Ansperto entró al fondo en la cuestión de la sucesión del emperador que, al no tener hijos, se había nombrado a su tío Luis o uno de los hijos de este último. Al contrario que el papa Juan VIII, quien apoyaba la candidatura de Carlos el Calvo, que pertenecía a la rama francesa de la familia. Ansperto, cuya opinión resultó determinante con el Papa y Carlos fue coronado. Es evidente que el apoyo de Ansperto fue recompensado con nuevas donaciones imperiales que, tanto en términos de riqueza como de fuerza militar, llevaron Milán a la preeminencia en el norte de Italia.

La influencia política del arzobispado se mantuvo firme incluso después de que la dinastía carolingia abandonara Milán. El arzobispo Valpert de Medici recibió del emperador Otón I del Sacro Imperio Romano-Germánico varias donaciones de castillos en la región de la Lombardía , pero sus sucesores intentaron limitar los poderes de los obispos operando para favorecer la elección de figuras más cercanas ellos. Esta estrategia culminó con la elección de Landolfo II, El cual se vio obligado por los ciudadanos a abandonar la ciudad. En este periodo empezó a tomar forma la lucha entre la autoridad religiosa, representada por la curia, y la autoridad civil, representada por las familias comunales fieles al Emperador, para alcanzar la supremacía del gobierno de la ciudad, un cambio que alcanzará la cima en la lucha de las Investiduras .

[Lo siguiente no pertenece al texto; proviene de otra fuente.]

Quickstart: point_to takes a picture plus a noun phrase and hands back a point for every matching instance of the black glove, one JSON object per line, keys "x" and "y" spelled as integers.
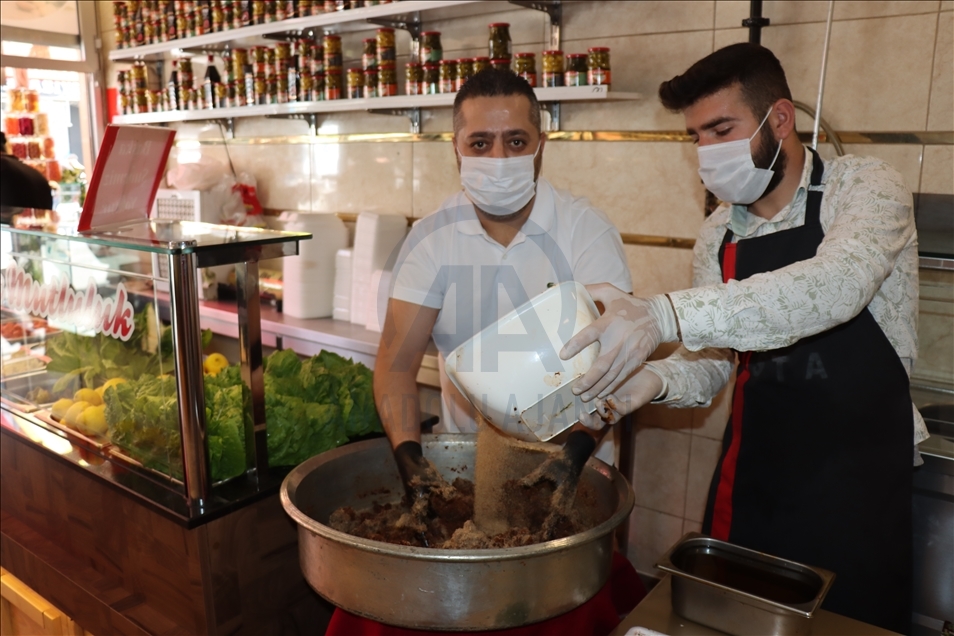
{"x": 411, "y": 463}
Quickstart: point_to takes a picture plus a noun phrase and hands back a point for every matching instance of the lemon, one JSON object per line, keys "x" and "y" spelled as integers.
{"x": 71, "y": 415}
{"x": 215, "y": 363}
{"x": 93, "y": 420}
{"x": 112, "y": 382}
{"x": 60, "y": 407}
{"x": 88, "y": 395}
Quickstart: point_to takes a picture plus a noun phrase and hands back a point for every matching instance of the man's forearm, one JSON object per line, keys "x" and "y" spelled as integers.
{"x": 396, "y": 397}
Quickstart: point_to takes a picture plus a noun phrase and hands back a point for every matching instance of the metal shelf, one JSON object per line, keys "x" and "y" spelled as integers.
{"x": 349, "y": 20}
{"x": 398, "y": 102}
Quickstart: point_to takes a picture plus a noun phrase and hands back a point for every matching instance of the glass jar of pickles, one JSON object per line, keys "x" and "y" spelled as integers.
{"x": 432, "y": 80}
{"x": 465, "y": 70}
{"x": 387, "y": 80}
{"x": 371, "y": 82}
{"x": 333, "y": 83}
{"x": 386, "y": 50}
{"x": 355, "y": 83}
{"x": 414, "y": 78}
{"x": 448, "y": 76}
{"x": 500, "y": 64}
{"x": 552, "y": 69}
{"x": 525, "y": 65}
{"x": 332, "y": 51}
{"x": 499, "y": 45}
{"x": 431, "y": 49}
{"x": 576, "y": 70}
{"x": 598, "y": 69}
{"x": 369, "y": 53}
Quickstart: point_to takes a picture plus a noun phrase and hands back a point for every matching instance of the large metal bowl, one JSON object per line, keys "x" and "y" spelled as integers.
{"x": 451, "y": 590}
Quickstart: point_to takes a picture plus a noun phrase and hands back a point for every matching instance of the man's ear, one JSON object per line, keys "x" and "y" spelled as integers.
{"x": 783, "y": 118}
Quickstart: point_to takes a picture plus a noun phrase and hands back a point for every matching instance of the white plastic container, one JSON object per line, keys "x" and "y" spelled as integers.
{"x": 512, "y": 372}
{"x": 308, "y": 280}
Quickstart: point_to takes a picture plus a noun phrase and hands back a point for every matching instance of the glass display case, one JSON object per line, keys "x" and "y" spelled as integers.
{"x": 87, "y": 358}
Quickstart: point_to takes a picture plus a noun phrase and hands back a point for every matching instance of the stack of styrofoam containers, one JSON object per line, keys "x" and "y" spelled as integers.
{"x": 342, "y": 302}
{"x": 377, "y": 238}
{"x": 378, "y": 295}
{"x": 308, "y": 280}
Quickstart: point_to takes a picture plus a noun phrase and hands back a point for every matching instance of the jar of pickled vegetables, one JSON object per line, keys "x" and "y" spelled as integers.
{"x": 371, "y": 82}
{"x": 386, "y": 50}
{"x": 552, "y": 69}
{"x": 598, "y": 68}
{"x": 448, "y": 76}
{"x": 369, "y": 53}
{"x": 500, "y": 64}
{"x": 432, "y": 80}
{"x": 333, "y": 83}
{"x": 387, "y": 80}
{"x": 499, "y": 44}
{"x": 525, "y": 66}
{"x": 355, "y": 83}
{"x": 575, "y": 70}
{"x": 431, "y": 49}
{"x": 414, "y": 78}
{"x": 465, "y": 70}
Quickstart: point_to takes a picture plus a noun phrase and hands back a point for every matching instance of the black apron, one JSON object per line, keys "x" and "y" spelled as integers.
{"x": 816, "y": 461}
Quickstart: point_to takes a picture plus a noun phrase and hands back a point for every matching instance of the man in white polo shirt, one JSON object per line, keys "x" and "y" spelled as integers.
{"x": 501, "y": 241}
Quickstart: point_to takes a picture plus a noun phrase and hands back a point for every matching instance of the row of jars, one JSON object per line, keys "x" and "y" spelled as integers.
{"x": 140, "y": 22}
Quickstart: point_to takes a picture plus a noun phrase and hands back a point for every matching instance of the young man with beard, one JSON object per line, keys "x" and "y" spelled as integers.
{"x": 809, "y": 275}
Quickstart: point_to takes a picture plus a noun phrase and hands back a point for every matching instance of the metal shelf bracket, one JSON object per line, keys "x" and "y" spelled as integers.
{"x": 413, "y": 114}
{"x": 554, "y": 9}
{"x": 554, "y": 109}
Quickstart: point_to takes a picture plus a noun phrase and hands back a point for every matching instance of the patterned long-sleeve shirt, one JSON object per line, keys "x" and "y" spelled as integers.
{"x": 868, "y": 258}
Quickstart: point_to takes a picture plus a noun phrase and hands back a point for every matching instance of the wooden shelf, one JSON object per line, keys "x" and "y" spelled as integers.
{"x": 340, "y": 21}
{"x": 398, "y": 102}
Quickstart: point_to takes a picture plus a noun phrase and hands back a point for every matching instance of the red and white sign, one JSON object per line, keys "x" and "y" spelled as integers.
{"x": 126, "y": 176}
{"x": 57, "y": 300}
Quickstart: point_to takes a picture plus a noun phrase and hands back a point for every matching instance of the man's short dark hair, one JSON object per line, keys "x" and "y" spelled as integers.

Dos figuras destacadas de este periodo fueron Arnulf II y Eriberto de Intimiano . El primero estuvo muy cerca de Otón III, hasta el punto de prestar ayuda militar a su hijo, Enrique II , en su lucha contra ardua de Ivrea , obteniendo honores y recompensas; con el segundo, el arzobispado de Milán consiguió tener bajo control (siempre con el consenso de Enrique II) gran parte del territorio delimitado por los ríos Po , Adda y Ticino .

Sin embargo, fue precisamente esta presencia de Aribert que hizo que las ciudades veían y antagonistas, así como los señores feudales de la ciudad, se sublevaran contra el arzobispo. Estas denuncias fueron apoyadas por Conrado II que vio la oportunidad para poder redimensionar el peso de Aribert. El arzobispo, sin embargo, pudo hacer que la ciudad se uniera ante la amenaza de pérdida de autonomía de Milán respecto al Imperio; resistiéndose al poder imperial hasta la muerte de Conrado, y reconciliándose con su sucesor, Enrique III . Ante el peligro común que había unido a los miembros principales milaneses del siglo xi, Las familias más poderosas volvieron a intentar librarse del poder del arzobispo para gobernar la ciudad independientemente mediante las instituciones comunales .

Durante el período posterior los arzobispos milaneses estuvieron involucrados en la lucha por la investidura y en la revuelta de los Pataristes . Van alternarse las elecciones, no siempre consideradas legítimas, a menudo dictadas por el Emperador o por Pataristes (apoyados por el papa Gregorio VII ), como lan ser las de Guido de Velate , Goffredo de Castiglione o Attone . Estas figuras tuvieron que hacer frente a las revueltas, además de soportar la excomunión, las acusaciones de simonía e incluso han tenido que huir, como le sucedió a Teldano .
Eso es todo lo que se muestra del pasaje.